TheScottishPlay · 29/11/2015 18:50

We are currently researching Mussolini for a talk DS (11) has to do.
We have been at it for 2 hours. Our family is at breaking point.

FuckyNell · 29/11/2015 18:54

My dh and ds are searching for a missing - in a quadratic equation. I think.

exLtEveDallas · 29/11/2015 18:54

I made a castle cake for my (then) year 7 neighbour. She was very happy and I got an A!

Narp · 29/11/2015 18:56

It is their homework. Leave them to it. Any other way is madness.

The sooner you back off the better it will be for all concerned. I have been there with two sons

eleflump · 29/11/2015 18:57

Thanks for the sympathy!!!

I really thought as DS2 has just started Year 7 that we had waved goodbye to learning logs and the two days notice to come dressed as a Roman/martian/frog etc.

As DS2 has just commented - 'they tell us that we're not in Year 6 anymore, but are giving us Year 6 homework!!!'

OP posts:
eleflump · 29/11/2015 18:59

Aaargh LteEve - DS has just informed me that we can indeed make it out of cake if we so desire!

Alas, I am no more Mary Berry than I am Mr Maker, and so I think cardboard and loo rolls will have to be the order of the day...

OP posts:
nocoolnamesleft · 29/11/2015 18:59

Ooh, that sounds great fun. Reminds me of the year I made my niece a pop up birthday card in the shape of a castle, with several layers of walls, a working drawbridge and portcullis, and a princess in the highest tower.

Sorry, not helping. I guess you either love doing this sort of thing, or you don't.

BollocksToThat1 · 29/11/2015 19:01

As long as the written work is done then forget the castle. What s waste of time.

Write a letter but bet half the class don't bother either

Weekends are family time.

Radio13 · 29/11/2015 19:02

TheScottishPlay that really made me laugh.

YANBU! Sounds awful.

Narp · 29/11/2015 19:06

Bollocks

I agree. If Ops son has the screamingabdabs about crafty stuff, he needs to ensure he can show that he knows what the features of a medievel castle are. If school objects to that, then talk to them.

I

AnchorDownDeepBreath · 29/11/2015 19:06

Leave him to it. You're making a rod for your own back if you don't, he'll have projects like this throughout secondary, at least until year 9. Make an authentic old diary, make a physics thingy...

I really enjoyed mine, but I did them myself, my parents wouldn't have helped. I made mine from gingerbread and tiny model figures.

MatildaTheCat · 29/11/2015 19:09

Would Lego count?

We all hated this crap with a passion, too.

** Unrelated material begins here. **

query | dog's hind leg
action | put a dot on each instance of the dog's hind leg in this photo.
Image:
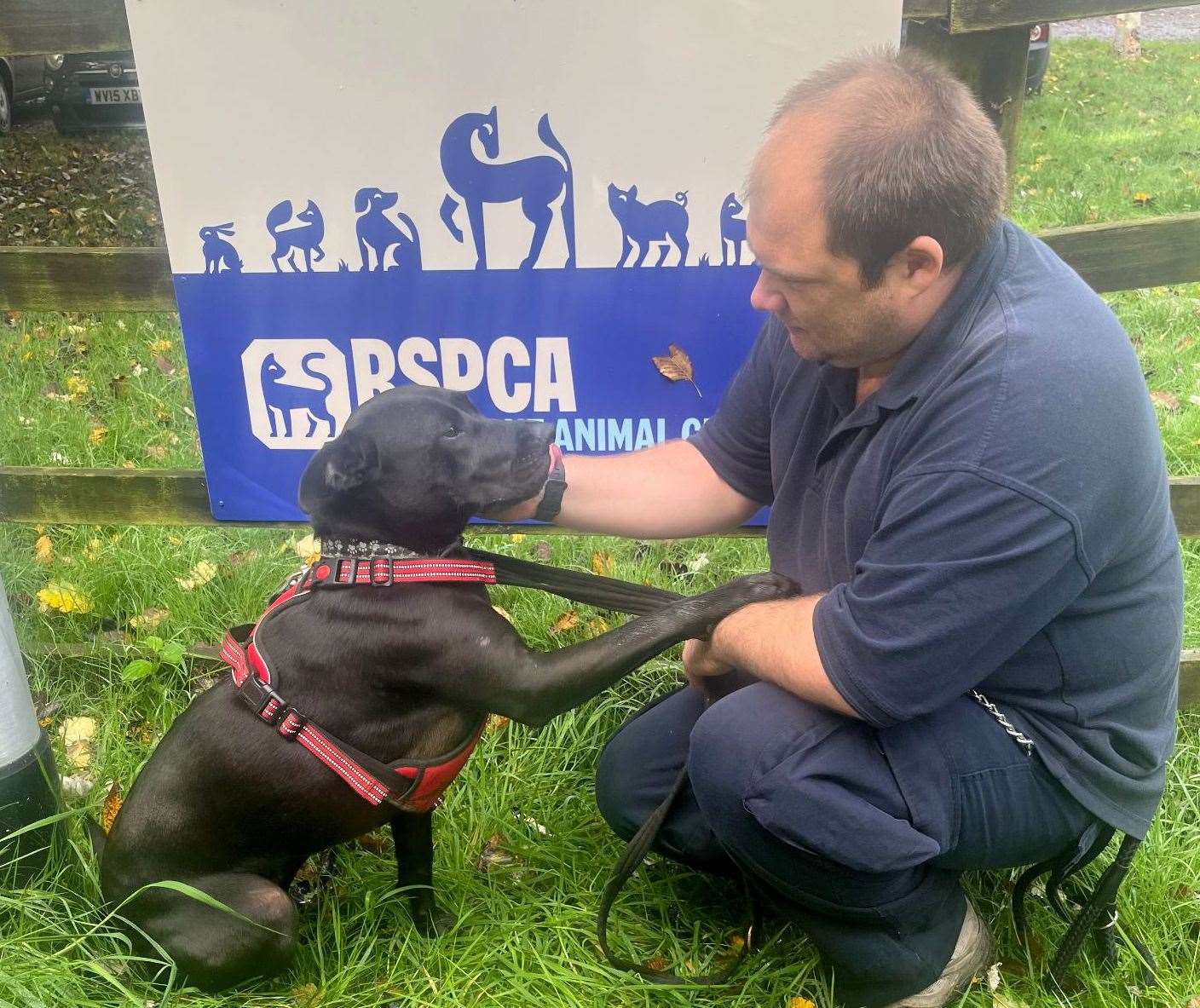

FinallyHere · 29/11/2015 19:12

Another vote for leaving them to do it themselves. The end product may not teach so much, but the process of thinking 'help, what do i do' and working out which of the possible ideas is the one to go for and then actually making something is what there is to learn. Too easy, and its pants, but too difficult and you may not get very far. They will be looking for ideas, as much as realisation and delivery

Its fun, its learning, if you leave them to it and don't get up tight 'what do we need to deliver'

You can encourage, by saying what were you thinking of doing, or that sounds good etc. enjoy.

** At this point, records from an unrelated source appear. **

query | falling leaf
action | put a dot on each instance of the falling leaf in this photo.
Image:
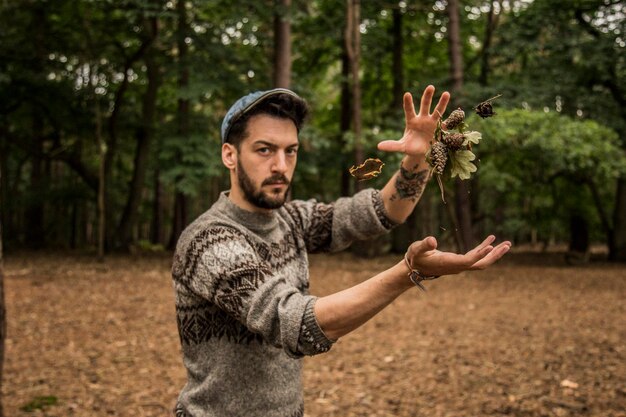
(472, 137)
(461, 164)
(566, 383)
(369, 169)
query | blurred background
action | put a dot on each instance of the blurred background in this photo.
(110, 113)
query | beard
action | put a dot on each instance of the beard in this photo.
(258, 197)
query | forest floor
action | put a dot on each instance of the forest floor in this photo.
(528, 337)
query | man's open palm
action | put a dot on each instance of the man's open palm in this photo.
(419, 127)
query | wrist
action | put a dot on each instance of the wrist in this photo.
(415, 276)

AuntieStella · 29/11/2015 19:14

Someone mentioned Minecraft - I think that's the way to go for a building.

And yes, it sounds more like a primary school half-term project than a secondary school homework.

(Though we have baked a year 7 'make a model of a ...' homework. Basic cake, amazing marzipan structured icing)

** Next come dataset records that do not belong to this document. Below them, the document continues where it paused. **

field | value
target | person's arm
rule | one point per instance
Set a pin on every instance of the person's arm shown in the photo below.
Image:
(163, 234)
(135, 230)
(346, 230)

SirChenjin · 29/11/2015 19:14

YANBU

Making viking boats/castles/models of a volcana is not homework - it is project work that should be done at school, not at the weekends when it cuts massively into valuable family time. Even if they can just get on with it themselves, children normally have sports or family stuff they have to do. Chuck in working parents and it becomes something that has to be endured rather than a valuable learning experience (or whatever it's supposed to be)

SirChenjin · 29/11/2015 19:14

volcano

littledrummergirl · 29/11/2015 19:17

Why are you getting involved? It is his homework, it should succeed or fail on his own efforts.